Slippage

Updated on August 8th, 2019

Looking to invest? Check out our comparison tools for the Best Online Brokers and Best Robo-Advisors!

To be a successful stock trader, you must understand slippage and how to minimize it. No, we aren’t talking about walking on a wet floor and falling, we’re instead calling to attention one of the main aspects of trading stocks that eat away at an investor’s profit. Slippage is where an investor expects to buy or sell a stock at a certain price but receives a completely different one. This situation usually happens due to buying and selling stocks with rapidly changing prices. Stock prices tend to move very quickly due to factors like earnings results, news, or just normal buying and selling pressures.

The Culprit: Market Orders

Slippage specifically occurs when investors use Market Orders within these fast-moving markets. This is because a Market Order tells your broker to buy or sell a stock at the best available market price. When stock prices are moving fast, the best available price in the market` may be a lot different than the price of the stock currently.

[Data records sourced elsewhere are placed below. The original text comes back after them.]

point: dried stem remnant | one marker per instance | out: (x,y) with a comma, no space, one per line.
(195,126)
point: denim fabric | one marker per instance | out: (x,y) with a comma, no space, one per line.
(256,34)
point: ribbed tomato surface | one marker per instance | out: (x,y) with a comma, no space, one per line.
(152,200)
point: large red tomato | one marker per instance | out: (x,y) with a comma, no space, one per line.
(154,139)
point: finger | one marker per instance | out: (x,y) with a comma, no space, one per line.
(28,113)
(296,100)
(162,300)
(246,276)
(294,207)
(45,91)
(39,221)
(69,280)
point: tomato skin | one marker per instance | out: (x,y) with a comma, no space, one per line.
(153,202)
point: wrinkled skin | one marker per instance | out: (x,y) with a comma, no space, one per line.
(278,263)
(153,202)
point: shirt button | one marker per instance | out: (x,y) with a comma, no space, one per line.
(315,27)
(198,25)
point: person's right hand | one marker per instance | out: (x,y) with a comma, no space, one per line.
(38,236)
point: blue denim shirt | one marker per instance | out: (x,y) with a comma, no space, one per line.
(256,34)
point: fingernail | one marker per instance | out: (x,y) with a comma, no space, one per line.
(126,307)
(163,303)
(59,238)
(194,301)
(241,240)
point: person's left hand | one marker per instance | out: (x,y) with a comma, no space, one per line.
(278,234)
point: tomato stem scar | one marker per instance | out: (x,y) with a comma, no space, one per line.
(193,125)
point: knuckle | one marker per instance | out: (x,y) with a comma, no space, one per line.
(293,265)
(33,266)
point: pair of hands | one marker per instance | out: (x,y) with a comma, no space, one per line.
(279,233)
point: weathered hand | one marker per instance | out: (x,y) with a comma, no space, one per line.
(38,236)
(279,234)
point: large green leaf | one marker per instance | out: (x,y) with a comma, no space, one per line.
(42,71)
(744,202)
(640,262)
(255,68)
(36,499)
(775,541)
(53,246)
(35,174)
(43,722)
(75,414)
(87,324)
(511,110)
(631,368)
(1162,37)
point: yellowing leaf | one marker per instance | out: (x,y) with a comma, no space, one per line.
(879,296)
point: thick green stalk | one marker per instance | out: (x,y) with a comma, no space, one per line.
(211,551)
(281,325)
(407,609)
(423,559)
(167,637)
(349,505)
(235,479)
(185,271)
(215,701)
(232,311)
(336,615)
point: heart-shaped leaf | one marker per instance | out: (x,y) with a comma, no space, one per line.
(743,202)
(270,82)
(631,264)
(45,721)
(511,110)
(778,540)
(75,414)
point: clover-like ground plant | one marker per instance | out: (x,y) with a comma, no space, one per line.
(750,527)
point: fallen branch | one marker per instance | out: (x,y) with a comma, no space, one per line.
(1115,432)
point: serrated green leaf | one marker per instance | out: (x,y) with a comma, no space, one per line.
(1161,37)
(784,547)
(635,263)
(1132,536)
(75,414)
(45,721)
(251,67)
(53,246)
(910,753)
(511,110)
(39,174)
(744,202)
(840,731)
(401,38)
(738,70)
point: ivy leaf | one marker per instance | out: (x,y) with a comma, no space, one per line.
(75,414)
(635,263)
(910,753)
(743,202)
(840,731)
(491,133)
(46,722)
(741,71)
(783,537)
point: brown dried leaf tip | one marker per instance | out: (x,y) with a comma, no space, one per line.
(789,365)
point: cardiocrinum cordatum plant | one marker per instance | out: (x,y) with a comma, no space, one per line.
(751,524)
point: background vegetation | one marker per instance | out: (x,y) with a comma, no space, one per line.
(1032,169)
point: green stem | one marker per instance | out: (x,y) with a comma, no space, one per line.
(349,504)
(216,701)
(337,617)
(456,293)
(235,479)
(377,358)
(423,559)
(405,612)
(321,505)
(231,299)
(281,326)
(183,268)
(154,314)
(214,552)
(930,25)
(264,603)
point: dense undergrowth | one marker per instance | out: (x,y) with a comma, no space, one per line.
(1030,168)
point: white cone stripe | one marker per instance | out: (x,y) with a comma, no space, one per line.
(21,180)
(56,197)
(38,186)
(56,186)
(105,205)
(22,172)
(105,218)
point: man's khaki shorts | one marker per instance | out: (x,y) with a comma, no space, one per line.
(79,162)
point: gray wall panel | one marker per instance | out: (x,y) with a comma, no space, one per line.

As an example, let’s say you want to buy a very popular stock after positive breaking news about the company. The stock is currently $100 a share but begins to rise very quickly due to the fact many other investors are wanting to buy the stock as well. If you submit a Market Order while the stock is moving rapidly, it is very likely that it will execute at price higher than the stock’s price when you submitted the order. This is a classic case of slippage, causing you to pay more money than you expected.

Slippage With Large Orders

Slippage can also occur when large orders cannot be fully executed at one price. In this situation, some shares are bought at prices further away from the current price of the stock in order to fulfill your request.

Preventing Slippage

Over a long period of time, slippage can decrease your profits tremendously. To prevent slippage, you should mostly utilize limit orders. Although limit orders have the risk of never being executed, they ensure your order is executed at the desired stock price. Also, to minimize slippage, you should try trading while the market is quiet instead of while investors are trying to trample each other to buy or sell a stock.